Спектакль театра "Хора" в Берлине

Фестиваль театр

В столице Германии проходит юбилейный, 50-й фестиваль "Театртреффен" — смотр десяти лучших спектаклей из немецкоязычного пространства, по традиции привлекающий большое внимание международного театрального сообщества. Рассказывает РОМАН ДОЛЖАНСКИЙ.

По случаю полувекового юбилея главного театрального фестиваля в рамках "Театртреффен" были устроены торжества — без особой помпы, но со смыслом. В один из дней провели, как у нас бы сказали, праздничный вечер; в конце всех желающих пригласили на сцену.
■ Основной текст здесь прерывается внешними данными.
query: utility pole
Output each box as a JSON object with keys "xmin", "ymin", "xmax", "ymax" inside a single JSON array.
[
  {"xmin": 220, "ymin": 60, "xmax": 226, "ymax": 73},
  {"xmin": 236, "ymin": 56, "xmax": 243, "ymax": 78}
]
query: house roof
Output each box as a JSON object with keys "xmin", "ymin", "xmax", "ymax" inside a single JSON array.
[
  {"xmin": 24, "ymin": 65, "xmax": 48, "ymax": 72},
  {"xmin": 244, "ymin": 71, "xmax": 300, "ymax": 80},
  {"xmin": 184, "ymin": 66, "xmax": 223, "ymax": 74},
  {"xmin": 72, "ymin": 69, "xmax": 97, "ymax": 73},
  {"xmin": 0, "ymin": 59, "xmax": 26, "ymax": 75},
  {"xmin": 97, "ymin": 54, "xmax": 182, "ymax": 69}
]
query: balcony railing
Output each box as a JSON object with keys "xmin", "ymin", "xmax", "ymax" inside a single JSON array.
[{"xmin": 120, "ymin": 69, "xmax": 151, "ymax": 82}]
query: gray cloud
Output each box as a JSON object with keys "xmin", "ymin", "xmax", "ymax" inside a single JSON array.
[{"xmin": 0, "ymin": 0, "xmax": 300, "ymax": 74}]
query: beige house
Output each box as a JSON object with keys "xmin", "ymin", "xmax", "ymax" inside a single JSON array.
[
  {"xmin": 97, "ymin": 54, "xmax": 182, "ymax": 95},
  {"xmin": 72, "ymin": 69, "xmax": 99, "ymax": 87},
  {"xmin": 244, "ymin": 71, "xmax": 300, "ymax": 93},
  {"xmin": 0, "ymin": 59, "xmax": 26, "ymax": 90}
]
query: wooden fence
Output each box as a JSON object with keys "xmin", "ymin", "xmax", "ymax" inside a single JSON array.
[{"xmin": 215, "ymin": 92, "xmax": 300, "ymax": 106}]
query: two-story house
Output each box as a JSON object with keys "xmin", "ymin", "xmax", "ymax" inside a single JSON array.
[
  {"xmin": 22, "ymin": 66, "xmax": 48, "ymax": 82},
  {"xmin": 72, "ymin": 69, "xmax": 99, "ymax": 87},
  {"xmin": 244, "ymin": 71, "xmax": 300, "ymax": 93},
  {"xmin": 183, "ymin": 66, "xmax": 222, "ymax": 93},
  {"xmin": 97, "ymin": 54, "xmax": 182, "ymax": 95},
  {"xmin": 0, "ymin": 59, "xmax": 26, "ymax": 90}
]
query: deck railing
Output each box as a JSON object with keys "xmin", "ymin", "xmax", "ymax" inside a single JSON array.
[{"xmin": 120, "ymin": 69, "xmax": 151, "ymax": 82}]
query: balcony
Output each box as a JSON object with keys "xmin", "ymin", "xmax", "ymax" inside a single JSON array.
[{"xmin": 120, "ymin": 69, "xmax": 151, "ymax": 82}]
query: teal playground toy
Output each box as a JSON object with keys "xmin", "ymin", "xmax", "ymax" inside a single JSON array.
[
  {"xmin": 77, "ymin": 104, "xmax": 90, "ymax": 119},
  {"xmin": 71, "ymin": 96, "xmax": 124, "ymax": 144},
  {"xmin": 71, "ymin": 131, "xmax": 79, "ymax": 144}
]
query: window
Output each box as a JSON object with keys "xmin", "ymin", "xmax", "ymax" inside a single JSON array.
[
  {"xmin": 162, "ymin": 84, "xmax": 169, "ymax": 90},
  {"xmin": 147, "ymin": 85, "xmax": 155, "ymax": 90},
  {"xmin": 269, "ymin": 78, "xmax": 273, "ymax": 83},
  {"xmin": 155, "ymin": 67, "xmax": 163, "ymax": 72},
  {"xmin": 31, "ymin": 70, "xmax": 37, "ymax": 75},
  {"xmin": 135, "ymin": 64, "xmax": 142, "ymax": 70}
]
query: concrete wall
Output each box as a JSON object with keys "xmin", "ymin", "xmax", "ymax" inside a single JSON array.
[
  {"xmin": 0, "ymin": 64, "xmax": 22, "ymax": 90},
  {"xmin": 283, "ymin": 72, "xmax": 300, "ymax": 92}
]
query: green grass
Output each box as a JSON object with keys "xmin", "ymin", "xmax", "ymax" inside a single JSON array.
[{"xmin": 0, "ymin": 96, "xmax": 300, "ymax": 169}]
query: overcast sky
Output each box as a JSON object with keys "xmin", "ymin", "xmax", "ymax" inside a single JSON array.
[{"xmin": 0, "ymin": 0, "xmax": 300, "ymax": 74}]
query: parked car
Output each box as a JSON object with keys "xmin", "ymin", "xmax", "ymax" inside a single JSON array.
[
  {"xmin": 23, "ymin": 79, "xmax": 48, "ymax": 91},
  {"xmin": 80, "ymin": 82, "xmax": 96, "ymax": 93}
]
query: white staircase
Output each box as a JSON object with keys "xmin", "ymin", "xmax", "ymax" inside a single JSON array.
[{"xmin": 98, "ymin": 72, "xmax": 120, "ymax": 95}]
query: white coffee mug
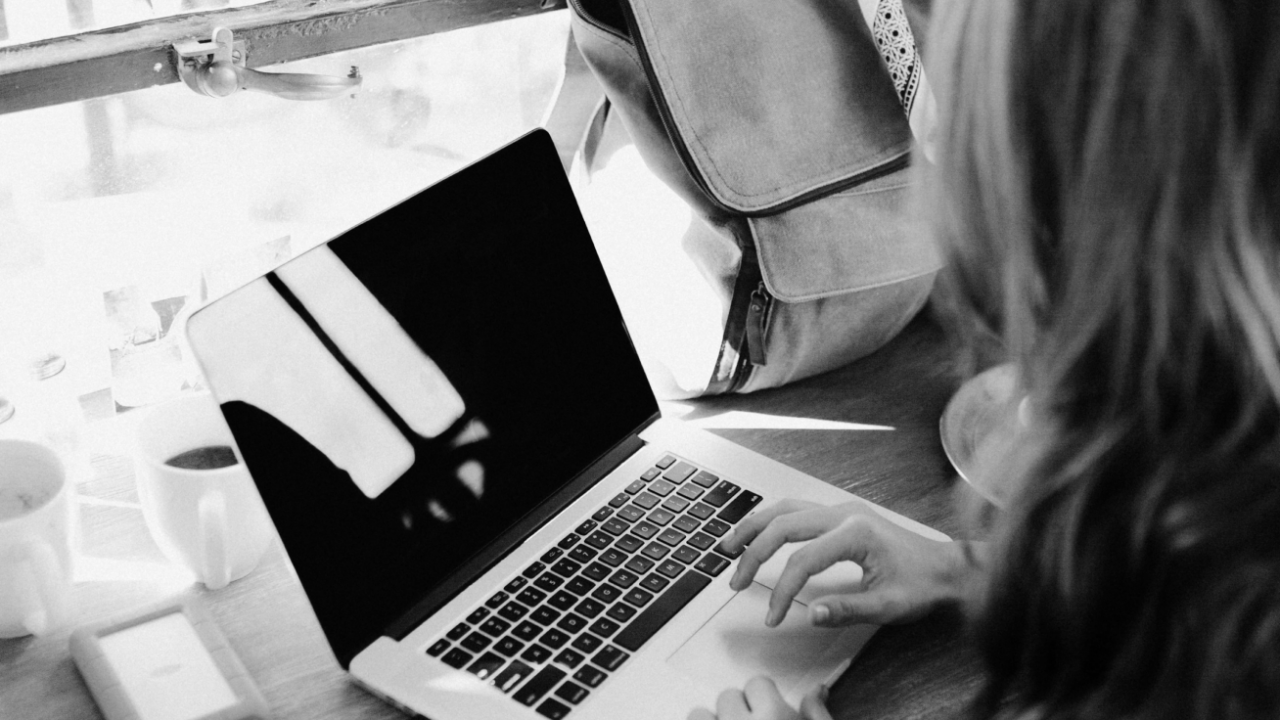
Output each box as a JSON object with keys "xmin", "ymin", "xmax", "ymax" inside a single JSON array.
[
  {"xmin": 0, "ymin": 439, "xmax": 73, "ymax": 638},
  {"xmin": 136, "ymin": 395, "xmax": 275, "ymax": 589}
]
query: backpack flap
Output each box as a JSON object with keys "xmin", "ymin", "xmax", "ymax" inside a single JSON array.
[{"xmin": 622, "ymin": 0, "xmax": 911, "ymax": 214}]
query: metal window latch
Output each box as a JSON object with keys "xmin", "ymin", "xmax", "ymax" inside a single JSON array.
[{"xmin": 173, "ymin": 27, "xmax": 362, "ymax": 100}]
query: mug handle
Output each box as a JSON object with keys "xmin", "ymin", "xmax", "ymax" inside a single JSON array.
[
  {"xmin": 18, "ymin": 541, "xmax": 68, "ymax": 635},
  {"xmin": 198, "ymin": 491, "xmax": 232, "ymax": 591}
]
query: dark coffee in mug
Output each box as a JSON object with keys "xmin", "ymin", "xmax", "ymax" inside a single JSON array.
[{"xmin": 164, "ymin": 445, "xmax": 238, "ymax": 470}]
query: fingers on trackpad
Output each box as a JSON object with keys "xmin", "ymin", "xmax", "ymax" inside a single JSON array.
[{"xmin": 667, "ymin": 583, "xmax": 874, "ymax": 705}]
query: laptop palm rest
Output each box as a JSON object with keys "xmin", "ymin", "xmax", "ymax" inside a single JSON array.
[{"xmin": 667, "ymin": 583, "xmax": 876, "ymax": 705}]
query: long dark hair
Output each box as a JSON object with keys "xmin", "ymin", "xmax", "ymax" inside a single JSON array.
[{"xmin": 924, "ymin": 0, "xmax": 1280, "ymax": 720}]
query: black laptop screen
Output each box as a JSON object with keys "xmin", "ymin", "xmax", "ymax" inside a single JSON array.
[{"xmin": 191, "ymin": 132, "xmax": 657, "ymax": 664}]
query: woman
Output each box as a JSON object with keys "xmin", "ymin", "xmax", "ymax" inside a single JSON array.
[{"xmin": 690, "ymin": 0, "xmax": 1280, "ymax": 720}]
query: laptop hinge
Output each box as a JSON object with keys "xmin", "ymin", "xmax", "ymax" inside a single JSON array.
[{"xmin": 378, "ymin": 413, "xmax": 660, "ymax": 645}]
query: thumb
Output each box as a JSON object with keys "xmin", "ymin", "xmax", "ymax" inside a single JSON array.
[
  {"xmin": 809, "ymin": 591, "xmax": 892, "ymax": 626},
  {"xmin": 800, "ymin": 685, "xmax": 832, "ymax": 720}
]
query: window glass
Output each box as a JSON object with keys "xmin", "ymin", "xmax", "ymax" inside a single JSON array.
[{"xmin": 0, "ymin": 9, "xmax": 568, "ymax": 415}]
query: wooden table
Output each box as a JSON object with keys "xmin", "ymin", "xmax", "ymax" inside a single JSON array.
[{"xmin": 0, "ymin": 316, "xmax": 980, "ymax": 720}]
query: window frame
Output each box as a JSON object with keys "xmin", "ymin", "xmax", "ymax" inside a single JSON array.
[{"xmin": 0, "ymin": 0, "xmax": 566, "ymax": 115}]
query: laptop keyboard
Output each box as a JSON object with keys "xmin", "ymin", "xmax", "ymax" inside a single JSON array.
[{"xmin": 426, "ymin": 455, "xmax": 760, "ymax": 720}]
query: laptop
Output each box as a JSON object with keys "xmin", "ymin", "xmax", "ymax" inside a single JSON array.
[{"xmin": 188, "ymin": 131, "xmax": 946, "ymax": 720}]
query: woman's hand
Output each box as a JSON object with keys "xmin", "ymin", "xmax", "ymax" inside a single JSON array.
[
  {"xmin": 722, "ymin": 500, "xmax": 973, "ymax": 626},
  {"xmin": 689, "ymin": 676, "xmax": 831, "ymax": 720}
]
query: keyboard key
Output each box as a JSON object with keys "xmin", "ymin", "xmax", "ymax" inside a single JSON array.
[
  {"xmin": 520, "ymin": 644, "xmax": 552, "ymax": 662},
  {"xmin": 604, "ymin": 602, "xmax": 637, "ymax": 623},
  {"xmin": 556, "ymin": 612, "xmax": 586, "ymax": 635},
  {"xmin": 625, "ymin": 555, "xmax": 653, "ymax": 575},
  {"xmin": 552, "ymin": 647, "xmax": 586, "ymax": 667},
  {"xmin": 658, "ymin": 528, "xmax": 685, "ymax": 547},
  {"xmin": 613, "ymin": 534, "xmax": 644, "ymax": 552},
  {"xmin": 649, "ymin": 480, "xmax": 676, "ymax": 497},
  {"xmin": 588, "ymin": 618, "xmax": 622, "ymax": 638},
  {"xmin": 534, "ymin": 573, "xmax": 564, "ymax": 592},
  {"xmin": 596, "ymin": 547, "xmax": 627, "ymax": 566},
  {"xmin": 498, "ymin": 600, "xmax": 529, "ymax": 623},
  {"xmin": 568, "ymin": 544, "xmax": 600, "ymax": 565},
  {"xmin": 662, "ymin": 460, "xmax": 698, "ymax": 483},
  {"xmin": 480, "ymin": 609, "xmax": 511, "ymax": 637},
  {"xmin": 662, "ymin": 495, "xmax": 690, "ymax": 515},
  {"xmin": 547, "ymin": 591, "xmax": 577, "ymax": 610},
  {"xmin": 716, "ymin": 491, "xmax": 760, "ymax": 524},
  {"xmin": 440, "ymin": 647, "xmax": 475, "ymax": 670},
  {"xmin": 703, "ymin": 480, "xmax": 741, "ymax": 507},
  {"xmin": 573, "ymin": 666, "xmax": 608, "ymax": 688},
  {"xmin": 703, "ymin": 520, "xmax": 728, "ymax": 537},
  {"xmin": 458, "ymin": 633, "xmax": 493, "ymax": 652},
  {"xmin": 552, "ymin": 559, "xmax": 582, "ymax": 578},
  {"xmin": 646, "ymin": 507, "xmax": 676, "ymax": 527},
  {"xmin": 640, "ymin": 541, "xmax": 671, "ymax": 560},
  {"xmin": 516, "ymin": 588, "xmax": 547, "ymax": 607},
  {"xmin": 694, "ymin": 470, "xmax": 719, "ymax": 488},
  {"xmin": 573, "ymin": 597, "xmax": 604, "ymax": 618},
  {"xmin": 658, "ymin": 560, "xmax": 685, "ymax": 579},
  {"xmin": 493, "ymin": 660, "xmax": 529, "ymax": 693},
  {"xmin": 676, "ymin": 483, "xmax": 707, "ymax": 500},
  {"xmin": 538, "ymin": 628, "xmax": 568, "ymax": 650},
  {"xmin": 631, "ymin": 520, "xmax": 660, "ymax": 539},
  {"xmin": 529, "ymin": 605, "xmax": 559, "ymax": 622},
  {"xmin": 493, "ymin": 637, "xmax": 525, "ymax": 657},
  {"xmin": 467, "ymin": 652, "xmax": 507, "ymax": 680},
  {"xmin": 511, "ymin": 617, "xmax": 542, "ymax": 642},
  {"xmin": 556, "ymin": 676, "xmax": 586, "ymax": 705},
  {"xmin": 591, "ymin": 644, "xmax": 631, "ymax": 670},
  {"xmin": 640, "ymin": 573, "xmax": 671, "ymax": 593},
  {"xmin": 534, "ymin": 698, "xmax": 571, "ymax": 720},
  {"xmin": 694, "ymin": 553, "xmax": 728, "ymax": 578},
  {"xmin": 675, "ymin": 515, "xmax": 701, "ymax": 530},
  {"xmin": 511, "ymin": 665, "xmax": 567, "ymax": 705},
  {"xmin": 570, "ymin": 633, "xmax": 604, "ymax": 655},
  {"xmin": 671, "ymin": 544, "xmax": 701, "ymax": 565},
  {"xmin": 609, "ymin": 570, "xmax": 640, "ymax": 589},
  {"xmin": 689, "ymin": 502, "xmax": 716, "ymax": 520},
  {"xmin": 609, "ymin": 568, "xmax": 712, "ymax": 653},
  {"xmin": 591, "ymin": 583, "xmax": 622, "ymax": 605},
  {"xmin": 622, "ymin": 588, "xmax": 653, "ymax": 607},
  {"xmin": 614, "ymin": 505, "xmax": 644, "ymax": 523},
  {"xmin": 689, "ymin": 533, "xmax": 716, "ymax": 550},
  {"xmin": 635, "ymin": 492, "xmax": 662, "ymax": 510},
  {"xmin": 564, "ymin": 575, "xmax": 595, "ymax": 596}
]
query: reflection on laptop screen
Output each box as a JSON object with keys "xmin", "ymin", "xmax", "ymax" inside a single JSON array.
[{"xmin": 191, "ymin": 133, "xmax": 657, "ymax": 662}]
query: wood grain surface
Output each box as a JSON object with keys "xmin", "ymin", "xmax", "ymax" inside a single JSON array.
[{"xmin": 0, "ymin": 310, "xmax": 980, "ymax": 720}]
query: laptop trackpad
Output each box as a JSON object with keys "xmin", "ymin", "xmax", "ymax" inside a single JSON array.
[{"xmin": 667, "ymin": 583, "xmax": 876, "ymax": 706}]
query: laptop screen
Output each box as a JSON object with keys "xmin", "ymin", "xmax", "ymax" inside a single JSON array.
[{"xmin": 188, "ymin": 132, "xmax": 657, "ymax": 664}]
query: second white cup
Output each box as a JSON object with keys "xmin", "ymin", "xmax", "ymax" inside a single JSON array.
[{"xmin": 136, "ymin": 395, "xmax": 274, "ymax": 589}]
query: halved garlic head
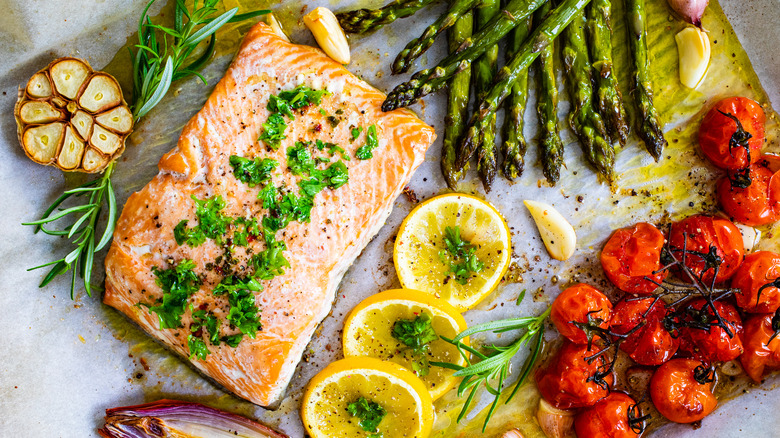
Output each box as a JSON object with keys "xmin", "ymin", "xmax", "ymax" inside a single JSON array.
[
  {"xmin": 674, "ymin": 26, "xmax": 710, "ymax": 88},
  {"xmin": 303, "ymin": 6, "xmax": 350, "ymax": 64},
  {"xmin": 14, "ymin": 58, "xmax": 133, "ymax": 173},
  {"xmin": 523, "ymin": 201, "xmax": 577, "ymax": 260}
]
Поворотный круг, в центре которого кольцом поставили барную стойку, медленно вращался, помогая бару создать у гостей приличествующее случаю головокружение, а в кулисах работали диджеи. Сцена бывшего театра "Фрайе Фольксбюне", ныне так называемого Дома берлинских фестивалей, ровесника "Театртреффен", настолько велика, что сумела вместить всех желающих.

В другие дни желающих возили по гораздо большему кругу — на экскурсии по важным для фестивального прошлого городским адресам. Топография Берлина и вправду играет в этой истории важную роль: в свое время "Театртреффен" был создан для того, чтобы привозить в Западный Берлин театры из ФРГ — и тем самым подчеркивать хоть и неофициальную, но все же столичную роль окруженного стеной города. А в начале 90-х фестиваль стал символом культурного единения страны.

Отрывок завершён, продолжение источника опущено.